I had sent hundreds and hundreds of emails to the Crown Office… even with regards to the signature and stuff. I told the inquiry, “Look, this is a signature carry-on. This is criminal.” And the inquiry says, “You need to report that to the police.” I went to the police and [they] were telling me to go the Inquiry. So I made the inquiry aware. I was being passed [from pillar to?] post. And when I got this report, it basically says that the normal procedure or protocol for sepsis on arrival at the hospital wasn’t followed with my brother, and that it was believed that that could have been the cause of my brother’s death.

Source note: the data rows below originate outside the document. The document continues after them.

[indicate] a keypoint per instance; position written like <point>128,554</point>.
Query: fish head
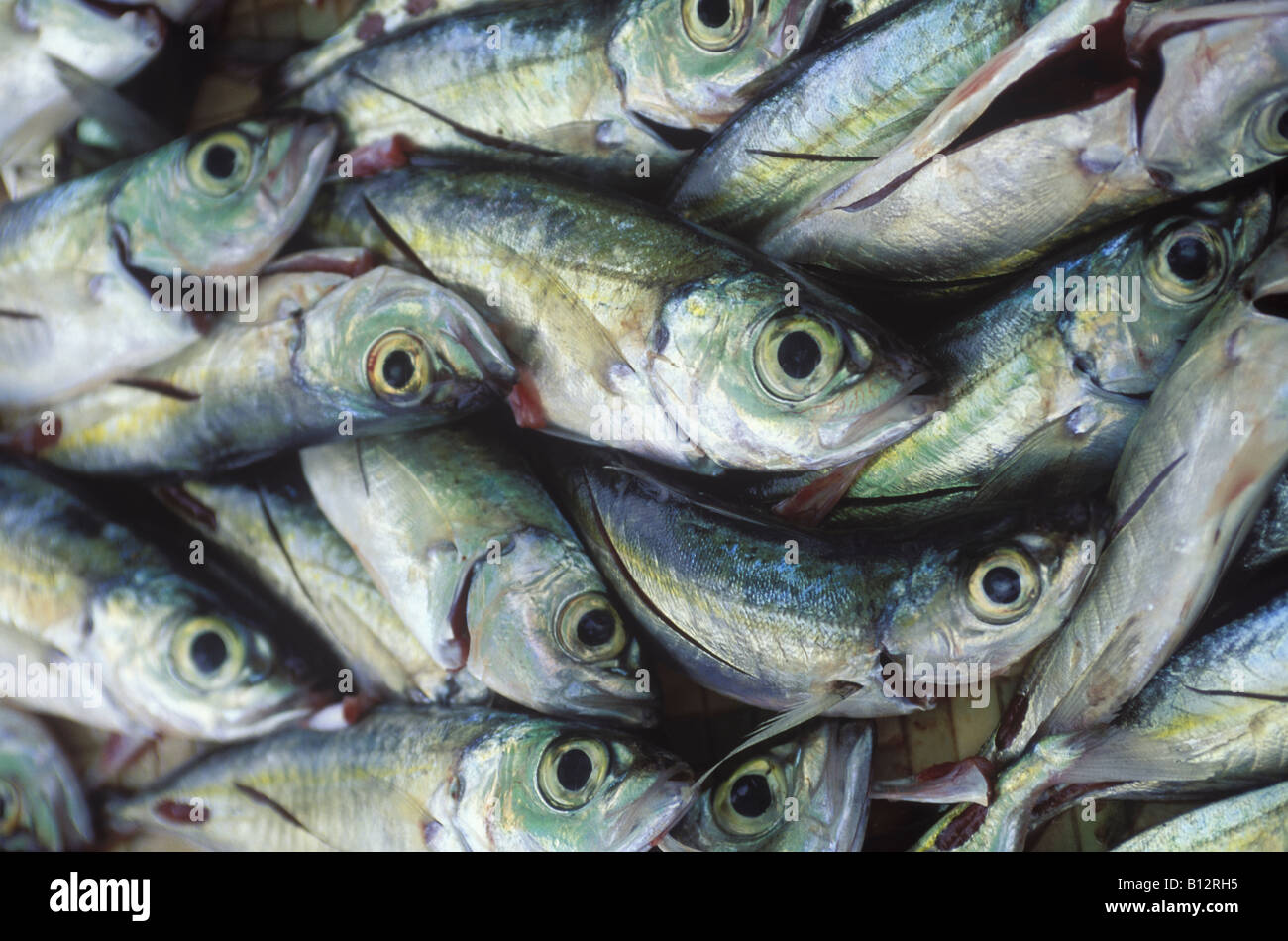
<point>694,63</point>
<point>181,666</point>
<point>1150,286</point>
<point>220,202</point>
<point>806,793</point>
<point>391,344</point>
<point>98,40</point>
<point>42,806</point>
<point>995,598</point>
<point>767,377</point>
<point>557,785</point>
<point>544,634</point>
<point>1223,107</point>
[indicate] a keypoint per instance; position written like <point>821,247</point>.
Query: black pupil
<point>209,652</point>
<point>1003,584</point>
<point>713,13</point>
<point>1188,258</point>
<point>799,355</point>
<point>750,795</point>
<point>574,769</point>
<point>595,628</point>
<point>220,161</point>
<point>398,368</point>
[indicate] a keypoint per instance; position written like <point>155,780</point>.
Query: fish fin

And obviously not getting the antibiotics for being in this trial… and that the trial document wasn’t filled in properly and it looked like to be not my brother’s signature… so I was then able to go to the Crown Office with this, present it to them and say to them, “Look…” Which I did. And they then turned round and tell me, “It’s only an initial. It could be for anybody.”

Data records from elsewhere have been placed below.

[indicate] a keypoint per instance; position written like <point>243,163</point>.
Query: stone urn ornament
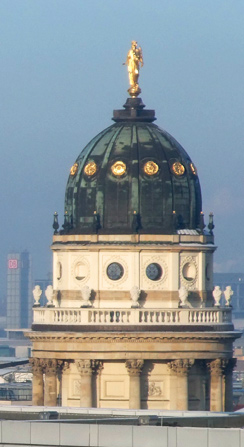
<point>135,295</point>
<point>49,296</point>
<point>217,293</point>
<point>228,294</point>
<point>86,295</point>
<point>183,295</point>
<point>37,292</point>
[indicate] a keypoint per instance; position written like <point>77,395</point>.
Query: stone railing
<point>83,316</point>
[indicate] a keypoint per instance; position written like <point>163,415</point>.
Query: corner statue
<point>133,61</point>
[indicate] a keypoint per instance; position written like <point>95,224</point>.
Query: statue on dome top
<point>134,61</point>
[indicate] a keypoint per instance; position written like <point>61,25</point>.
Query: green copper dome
<point>132,177</point>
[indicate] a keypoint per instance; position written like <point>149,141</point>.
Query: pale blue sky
<point>61,76</point>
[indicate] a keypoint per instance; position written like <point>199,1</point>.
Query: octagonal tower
<point>131,321</point>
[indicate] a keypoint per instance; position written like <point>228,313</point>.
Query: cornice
<point>131,338</point>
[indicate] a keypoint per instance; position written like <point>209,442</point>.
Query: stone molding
<point>216,367</point>
<point>134,367</point>
<point>121,338</point>
<point>84,367</point>
<point>181,366</point>
<point>36,365</point>
<point>50,366</point>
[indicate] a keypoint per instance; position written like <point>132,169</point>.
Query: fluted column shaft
<point>50,392</point>
<point>134,368</point>
<point>37,382</point>
<point>85,369</point>
<point>216,385</point>
<point>181,367</point>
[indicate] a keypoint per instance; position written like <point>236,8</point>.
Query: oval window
<point>189,271</point>
<point>154,271</point>
<point>115,271</point>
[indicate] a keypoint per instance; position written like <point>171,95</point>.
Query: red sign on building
<point>12,263</point>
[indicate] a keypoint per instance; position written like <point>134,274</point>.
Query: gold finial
<point>134,61</point>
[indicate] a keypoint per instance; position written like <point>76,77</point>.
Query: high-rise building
<point>19,290</point>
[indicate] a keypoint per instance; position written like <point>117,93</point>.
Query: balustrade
<point>80,316</point>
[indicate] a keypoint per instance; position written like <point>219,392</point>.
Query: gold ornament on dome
<point>74,169</point>
<point>193,168</point>
<point>134,61</point>
<point>90,168</point>
<point>150,168</point>
<point>178,168</point>
<point>118,168</point>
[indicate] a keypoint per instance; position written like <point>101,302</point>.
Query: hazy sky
<point>61,76</point>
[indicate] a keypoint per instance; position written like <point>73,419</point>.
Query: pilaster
<point>134,368</point>
<point>180,368</point>
<point>37,382</point>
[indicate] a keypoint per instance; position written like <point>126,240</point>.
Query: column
<point>50,392</point>
<point>216,385</point>
<point>37,382</point>
<point>134,368</point>
<point>97,367</point>
<point>181,367</point>
<point>229,365</point>
<point>85,369</point>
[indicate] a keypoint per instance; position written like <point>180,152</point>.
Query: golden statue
<point>134,61</point>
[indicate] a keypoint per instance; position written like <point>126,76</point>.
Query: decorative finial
<point>134,61</point>
<point>55,222</point>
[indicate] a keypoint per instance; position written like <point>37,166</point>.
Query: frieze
<point>130,339</point>
<point>181,366</point>
<point>134,367</point>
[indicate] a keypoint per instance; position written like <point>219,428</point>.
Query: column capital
<point>181,366</point>
<point>50,366</point>
<point>134,367</point>
<point>36,365</point>
<point>229,365</point>
<point>84,367</point>
<point>217,366</point>
<point>97,366</point>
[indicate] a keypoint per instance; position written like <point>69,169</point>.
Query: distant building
<point>19,290</point>
<point>236,281</point>
<point>43,283</point>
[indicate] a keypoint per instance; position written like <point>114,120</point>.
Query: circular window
<point>154,271</point>
<point>115,271</point>
<point>81,271</point>
<point>189,271</point>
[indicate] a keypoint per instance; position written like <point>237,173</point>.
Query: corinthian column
<point>181,367</point>
<point>229,365</point>
<point>50,393</point>
<point>37,382</point>
<point>216,368</point>
<point>134,368</point>
<point>85,369</point>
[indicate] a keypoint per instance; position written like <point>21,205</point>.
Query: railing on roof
<point>138,316</point>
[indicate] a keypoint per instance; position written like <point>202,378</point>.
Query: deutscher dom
<point>131,320</point>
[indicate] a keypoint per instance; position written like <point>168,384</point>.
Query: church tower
<point>131,321</point>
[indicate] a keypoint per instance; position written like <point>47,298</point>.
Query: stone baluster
<point>85,369</point>
<point>50,391</point>
<point>37,382</point>
<point>181,367</point>
<point>134,368</point>
<point>216,368</point>
<point>229,365</point>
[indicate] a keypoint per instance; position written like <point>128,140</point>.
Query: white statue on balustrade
<point>49,296</point>
<point>217,293</point>
<point>183,296</point>
<point>228,294</point>
<point>37,292</point>
<point>135,293</point>
<point>86,295</point>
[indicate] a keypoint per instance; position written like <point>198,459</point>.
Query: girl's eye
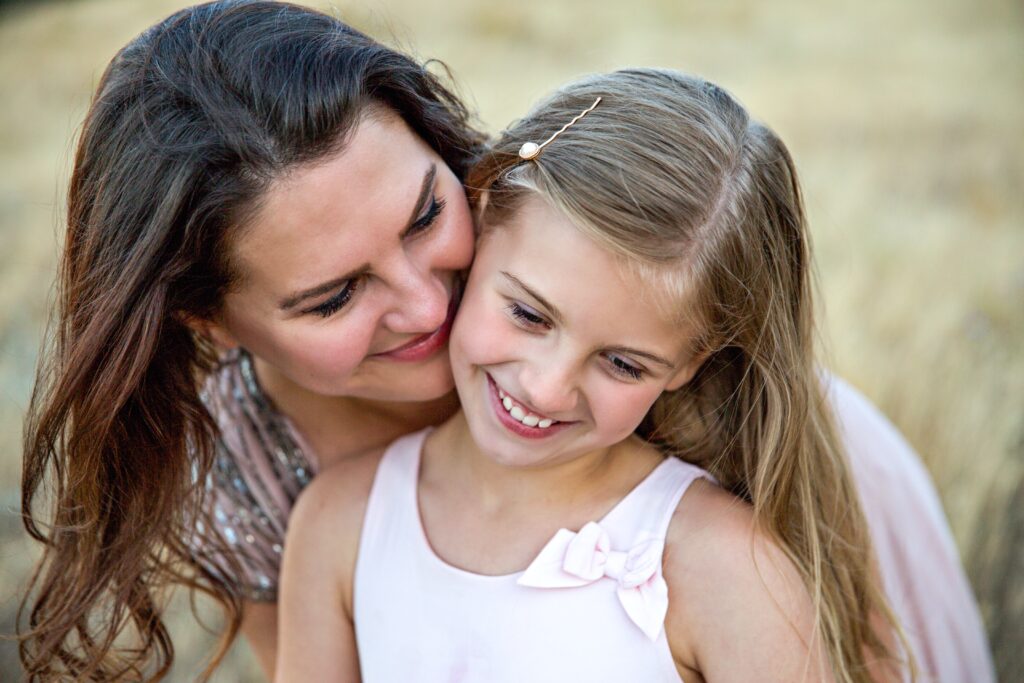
<point>526,315</point>
<point>337,302</point>
<point>624,368</point>
<point>428,218</point>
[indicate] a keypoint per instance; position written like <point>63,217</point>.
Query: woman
<point>252,176</point>
<point>255,176</point>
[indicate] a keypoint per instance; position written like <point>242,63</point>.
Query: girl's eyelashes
<point>428,218</point>
<point>526,315</point>
<point>625,368</point>
<point>337,302</point>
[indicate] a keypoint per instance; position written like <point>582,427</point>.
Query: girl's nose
<point>550,388</point>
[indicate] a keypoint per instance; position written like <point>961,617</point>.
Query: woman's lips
<point>515,426</point>
<point>426,345</point>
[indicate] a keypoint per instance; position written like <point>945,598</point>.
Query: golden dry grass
<point>904,118</point>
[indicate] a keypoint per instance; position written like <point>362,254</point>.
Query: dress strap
<point>646,511</point>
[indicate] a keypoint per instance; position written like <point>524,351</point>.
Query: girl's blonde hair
<point>671,172</point>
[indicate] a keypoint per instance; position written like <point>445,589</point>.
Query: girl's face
<point>558,350</point>
<point>349,269</point>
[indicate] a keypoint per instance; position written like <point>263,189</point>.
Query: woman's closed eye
<point>336,302</point>
<point>428,218</point>
<point>342,298</point>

So I went back to the [English] guy and I says, “Look… the Crown Office… they’re saying it’s just an initial, so they’re not going to accept it. And lo and behold, the actual consultant passed on his full name, GMC number… all his details, and told me to pass [them] on to the Crown Office. So I did. Then the Crown Office got back to me and says it’s because I’ve been kind of persistent and… for peace of mind and stuff… they were going to send [it] to the Crown Council, and if possible could I then send in my brother’s medical records to them. So I done that… back in about maybe… October/November… They asked me, “Can I get a two-month extension before I get back to you… it’ll be another two months before I go back to you…” So they’ve done that to me twice now, so I’m just waiting to hear from the Crown… Besides all that… when things like this are coming up and… any kind of talks, anything… I’m trying to keep myself out there to keep it from going stale just so that I can… I don’t want it to go stale… [so I] just keep applying the pressure.
There is a further 10-15 minutes discussion on the video.
I wonder how many people there are who had a similar experience in 2020/2021. This is not the first case of its kind that I have heard about. I hope that the testimony of Pamela Thomas will encourage others to come forward and speak about what happened to them and their loved ones.